Não há na obra de Kafka qualquer referência quer seja à mediação, quer seja à arbitragem, e, portanto, as referências jurídicas, com as quais eventualmente ilustraremos algum ponto, serão meramente auxiliares. Contudo, procuraremos analisar alguns pontos constantes das obras de Kafka aqui selecionadas, ou fazer menção a outras questões que podem nos ajudar a trazer luz para a discussão aqui presente.

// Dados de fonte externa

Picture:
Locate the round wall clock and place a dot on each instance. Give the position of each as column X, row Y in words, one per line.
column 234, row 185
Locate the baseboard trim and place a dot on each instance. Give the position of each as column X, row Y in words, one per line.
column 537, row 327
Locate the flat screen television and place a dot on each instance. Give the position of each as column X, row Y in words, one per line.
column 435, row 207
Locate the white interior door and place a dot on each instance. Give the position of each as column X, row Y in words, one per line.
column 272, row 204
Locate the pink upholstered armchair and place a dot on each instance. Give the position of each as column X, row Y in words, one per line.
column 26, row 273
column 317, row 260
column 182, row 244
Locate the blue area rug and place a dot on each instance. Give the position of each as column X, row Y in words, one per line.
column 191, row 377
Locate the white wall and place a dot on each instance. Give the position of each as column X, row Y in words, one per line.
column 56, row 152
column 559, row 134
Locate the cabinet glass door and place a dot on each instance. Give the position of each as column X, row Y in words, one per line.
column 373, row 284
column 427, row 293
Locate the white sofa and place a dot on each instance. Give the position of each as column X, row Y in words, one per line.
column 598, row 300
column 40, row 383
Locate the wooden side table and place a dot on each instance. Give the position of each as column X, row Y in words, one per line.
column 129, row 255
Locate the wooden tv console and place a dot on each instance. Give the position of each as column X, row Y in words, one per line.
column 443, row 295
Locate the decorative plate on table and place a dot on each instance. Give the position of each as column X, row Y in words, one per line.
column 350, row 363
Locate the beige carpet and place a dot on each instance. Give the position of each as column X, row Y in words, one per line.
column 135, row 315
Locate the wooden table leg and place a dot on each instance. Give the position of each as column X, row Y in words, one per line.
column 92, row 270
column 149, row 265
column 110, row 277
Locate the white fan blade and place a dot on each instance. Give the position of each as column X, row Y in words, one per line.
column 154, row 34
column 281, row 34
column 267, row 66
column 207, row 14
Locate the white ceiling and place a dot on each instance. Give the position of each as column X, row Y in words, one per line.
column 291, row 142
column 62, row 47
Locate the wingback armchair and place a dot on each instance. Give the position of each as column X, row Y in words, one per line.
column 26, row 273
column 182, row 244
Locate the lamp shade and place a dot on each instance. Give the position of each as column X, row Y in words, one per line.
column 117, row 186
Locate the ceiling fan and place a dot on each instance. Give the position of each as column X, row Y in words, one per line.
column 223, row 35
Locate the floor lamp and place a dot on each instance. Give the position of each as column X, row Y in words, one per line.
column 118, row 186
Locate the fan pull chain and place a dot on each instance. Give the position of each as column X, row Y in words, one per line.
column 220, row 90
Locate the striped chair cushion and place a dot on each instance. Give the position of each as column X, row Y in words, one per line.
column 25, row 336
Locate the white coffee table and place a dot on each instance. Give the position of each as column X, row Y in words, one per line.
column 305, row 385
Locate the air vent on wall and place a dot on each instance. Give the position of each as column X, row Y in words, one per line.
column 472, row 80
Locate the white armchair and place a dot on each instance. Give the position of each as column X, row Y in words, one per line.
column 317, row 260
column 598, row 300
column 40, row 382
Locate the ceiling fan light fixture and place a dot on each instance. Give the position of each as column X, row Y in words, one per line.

Basicamente podemos afirmar (conforme Vaihinger no prólogo do presente texto) que no dito “sistema multiportas” pode ocorrer a utilização da teoria da ficção, ainda que não declaradamente conhecida pelos operadores do direito. A teoria é utilizada quando operamos essas novas tecnologias, que não são novas no sentido de novidade, mas sim de originalidade.

 Alguns críticos acreditam que o personagem principal em O Processo não é Joseph K., mas sim o processo em si. Outros porém crêem que o verdadeiro protagonista é o esquecimento, ou o direito ao esquecimento, e principalmente o esquecimento de si mesmo. Sobre o direito  de memória e direito ao esquecimento podemos citar FRANÇOIS OST (2001), que considera os juristas como guardiães da memória social: “Esta missão de guardião da memória social foi, desde sempre, confiada aos juristas”.[6] E complementa Ost ao afirmar que “uma coletividade só se constrói sobre uma memória partilhada, e é ao direito que cabe instituí-la”.[7] Nesse sentido, em seu livro, no capítulo sobre O Processo, STANLEY CORNGOLD (2004) afirma, listando alguns valores como felicidade, capacidade e possibilidades, que Kafka sempre tinha estado no “campo literário”, para “esquecer” tais coisas com o objetivo de provocar pelo menos a sua morte moral.[8]

De fato, podemos partilhar dessa mesma análise, de que o personagem principal em O Processo pode ser o esquecimento de si mesmo. Afinal, ao longo de todo o romance, vemos, com angústia que Joseph K. se enreda cada vez mais nas teias da justiça, em um processo iníquo, sem pé e nem cabeça, com manifesta desesperança em solucionar o processo que alterou sua rotina e sua vida desde o seu 30º aniversário. A esperança do leitor é que em algum momento o processo seja arquivado, muito embora sequer tenhamos notícia do que contém os autos e, por beirar o surreal, revela uma crítica contundente do autor de algo mais profundo. Nesse sentido, WALTER BENJAMIN (1987), citando Willy Haas, analisando a obra de Kafka, retoma a questão complexa da religião.[9]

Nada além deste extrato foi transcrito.